The FTSE 100 rose on Thursday as miners helped lift the index amid a fresh commodities rally and an encouraging production report from Antofagasta.

London’s leading index was 0.5% higher at the time of writing, trading just above 10,200.

In addition to a buoyant commodities sector, sentiment received a boost from US equities, where the S&P 500 topped 7,000 for the first time after the Fed held rates, highlighting a robust jobs market

“The FTSE 100 got off to a strong start as gold moved through $5,500 and oil ticked up amid mounting tensions between the US and Iran,” said AJ Bell investment director Russ Mould. 

“The mining sector did much of the heavy lifting for the index, buoyed by a positive production update from Glencore and the impact of precious metals strength on Fresnillo and Endeavour. BP and Shell were lifted by a stronger crude oil price.

“Wall Street yesterday greeted the latest Federal Reserve decision with a shrug as interest rates were kept on hold – with much of the action coming after the market close as investors reacted to results from Tesla, Microsoft and Meta. Asian markets were more downbeat as the possibility of conflict in the Middle East was weighed up.”  

US futures were pointing to a higher open, suggesting the rally could build as the European session progresses.

In London, Antofagasta was the latest miner to issue its production report amid surging metals prices, sparking a 7% rally in shares on Thursday.

“Yet another FTSE 100 miner has been able to bask in the glow of surging metal prices, which have propelled the share price to astonishing new highs in under a year,” said Chris Beauchamp, Chief Market Analyst at IG.

“Even a miss on copper output has not dented the rally – everyone can see the madness in metals prices, but there seems no sign of it slowing down.
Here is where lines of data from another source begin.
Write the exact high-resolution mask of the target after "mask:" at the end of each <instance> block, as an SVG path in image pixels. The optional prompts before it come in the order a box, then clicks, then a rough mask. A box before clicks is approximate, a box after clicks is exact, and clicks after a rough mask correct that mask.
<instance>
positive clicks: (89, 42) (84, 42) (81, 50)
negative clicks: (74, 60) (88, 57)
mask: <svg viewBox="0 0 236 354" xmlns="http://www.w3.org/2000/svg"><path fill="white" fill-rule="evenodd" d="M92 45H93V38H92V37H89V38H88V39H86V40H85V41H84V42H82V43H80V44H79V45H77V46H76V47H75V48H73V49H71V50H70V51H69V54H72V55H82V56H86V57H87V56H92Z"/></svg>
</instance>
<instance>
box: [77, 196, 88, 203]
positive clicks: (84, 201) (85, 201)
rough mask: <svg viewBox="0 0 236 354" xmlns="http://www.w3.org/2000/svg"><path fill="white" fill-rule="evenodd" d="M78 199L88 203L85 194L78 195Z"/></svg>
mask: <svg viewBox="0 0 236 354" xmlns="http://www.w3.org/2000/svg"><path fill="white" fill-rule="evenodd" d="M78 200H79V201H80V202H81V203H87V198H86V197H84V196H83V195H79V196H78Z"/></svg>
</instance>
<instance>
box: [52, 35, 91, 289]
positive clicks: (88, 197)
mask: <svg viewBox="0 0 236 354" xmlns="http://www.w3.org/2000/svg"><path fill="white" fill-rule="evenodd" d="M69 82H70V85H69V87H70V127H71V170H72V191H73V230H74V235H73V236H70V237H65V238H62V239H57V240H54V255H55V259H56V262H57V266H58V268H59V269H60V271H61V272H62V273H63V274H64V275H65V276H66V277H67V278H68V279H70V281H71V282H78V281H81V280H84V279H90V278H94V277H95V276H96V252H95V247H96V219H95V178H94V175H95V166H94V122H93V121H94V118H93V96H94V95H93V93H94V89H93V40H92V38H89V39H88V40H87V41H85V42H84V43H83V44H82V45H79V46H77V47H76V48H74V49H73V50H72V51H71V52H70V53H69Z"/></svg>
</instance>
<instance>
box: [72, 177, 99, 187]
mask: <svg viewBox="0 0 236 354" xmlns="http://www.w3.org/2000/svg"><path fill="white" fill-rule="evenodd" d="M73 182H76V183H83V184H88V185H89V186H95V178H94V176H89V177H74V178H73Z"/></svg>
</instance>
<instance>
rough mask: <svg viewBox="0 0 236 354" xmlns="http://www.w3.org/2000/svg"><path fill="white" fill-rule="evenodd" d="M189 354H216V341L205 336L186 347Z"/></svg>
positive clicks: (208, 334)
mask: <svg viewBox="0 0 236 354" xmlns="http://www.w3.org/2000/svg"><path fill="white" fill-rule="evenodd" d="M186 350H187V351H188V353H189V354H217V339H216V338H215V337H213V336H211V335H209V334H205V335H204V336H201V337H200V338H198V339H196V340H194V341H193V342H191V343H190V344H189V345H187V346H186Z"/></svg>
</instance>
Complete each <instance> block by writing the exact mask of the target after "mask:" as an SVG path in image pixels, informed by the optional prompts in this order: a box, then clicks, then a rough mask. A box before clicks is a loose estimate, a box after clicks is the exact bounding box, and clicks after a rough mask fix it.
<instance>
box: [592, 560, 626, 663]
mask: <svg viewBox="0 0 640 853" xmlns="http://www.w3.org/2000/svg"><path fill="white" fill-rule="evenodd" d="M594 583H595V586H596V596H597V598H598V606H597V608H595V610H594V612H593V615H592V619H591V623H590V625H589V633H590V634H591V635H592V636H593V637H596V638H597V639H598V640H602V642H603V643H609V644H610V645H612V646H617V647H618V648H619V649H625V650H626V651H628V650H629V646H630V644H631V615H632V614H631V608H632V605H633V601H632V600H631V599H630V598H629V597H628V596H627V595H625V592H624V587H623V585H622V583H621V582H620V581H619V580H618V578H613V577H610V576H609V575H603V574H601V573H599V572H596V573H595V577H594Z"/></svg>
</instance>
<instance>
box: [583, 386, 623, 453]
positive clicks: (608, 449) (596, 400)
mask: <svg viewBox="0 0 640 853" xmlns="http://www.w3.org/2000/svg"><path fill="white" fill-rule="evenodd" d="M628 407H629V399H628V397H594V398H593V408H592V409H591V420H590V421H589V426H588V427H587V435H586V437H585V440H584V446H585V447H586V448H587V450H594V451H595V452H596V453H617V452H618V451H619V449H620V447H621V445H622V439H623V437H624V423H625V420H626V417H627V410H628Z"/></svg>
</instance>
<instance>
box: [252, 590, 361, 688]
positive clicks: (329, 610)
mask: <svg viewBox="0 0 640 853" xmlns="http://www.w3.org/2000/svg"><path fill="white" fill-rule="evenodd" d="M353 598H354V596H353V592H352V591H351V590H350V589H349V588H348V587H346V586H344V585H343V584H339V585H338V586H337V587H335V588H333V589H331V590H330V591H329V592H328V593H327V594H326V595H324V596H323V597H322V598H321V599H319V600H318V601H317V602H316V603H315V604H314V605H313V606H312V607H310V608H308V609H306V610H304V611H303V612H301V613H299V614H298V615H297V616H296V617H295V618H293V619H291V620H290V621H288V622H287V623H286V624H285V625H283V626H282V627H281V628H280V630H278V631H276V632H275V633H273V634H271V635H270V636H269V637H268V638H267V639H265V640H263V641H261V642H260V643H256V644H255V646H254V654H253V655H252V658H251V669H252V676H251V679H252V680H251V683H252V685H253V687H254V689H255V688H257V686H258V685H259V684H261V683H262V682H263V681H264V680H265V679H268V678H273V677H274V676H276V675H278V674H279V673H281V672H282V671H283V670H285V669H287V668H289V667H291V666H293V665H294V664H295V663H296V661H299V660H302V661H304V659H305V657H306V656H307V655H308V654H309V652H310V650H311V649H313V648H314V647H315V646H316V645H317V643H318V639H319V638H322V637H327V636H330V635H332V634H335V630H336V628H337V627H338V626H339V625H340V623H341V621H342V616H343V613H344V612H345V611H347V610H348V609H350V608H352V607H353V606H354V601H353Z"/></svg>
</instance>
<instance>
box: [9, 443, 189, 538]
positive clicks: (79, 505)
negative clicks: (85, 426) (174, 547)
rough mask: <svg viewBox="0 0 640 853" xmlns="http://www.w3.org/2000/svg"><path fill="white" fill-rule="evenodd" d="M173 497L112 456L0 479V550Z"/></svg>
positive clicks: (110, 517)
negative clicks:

Investors can be forgiven for hoping that the vast profits set to be reaped by miners will translate into better dividend payments in the near future.”

Whether Antofagasta’s rally on Thursday was due to the production report or the sharp overnight price increase driven by Chinese investors remains to be seen, but one thing is for sure: the copper miner is well placed to create shareholder value in the year ahead.

This sentiment was felt across the mining sector, with Glencore, Rio Tinto, and Anglo American all rising by more than 3%.

BP and Shell rose as oil prices rose amid tensions in the Middle East and a drawdown in US inventories yesterday.

3I Group was the FTSE 100’s top riser after the trust’s top holding, Action, performed well during January, and growth continued to motor with strong like-for-like sales and store openings. 3I shares were 10% higher at the time of writing.

Lloyds shares were flat after beating earnings estimates and announcing a fresh £1.75bn share buyback. The muted market response reflects a strong run into results rather than any disappointment around the results.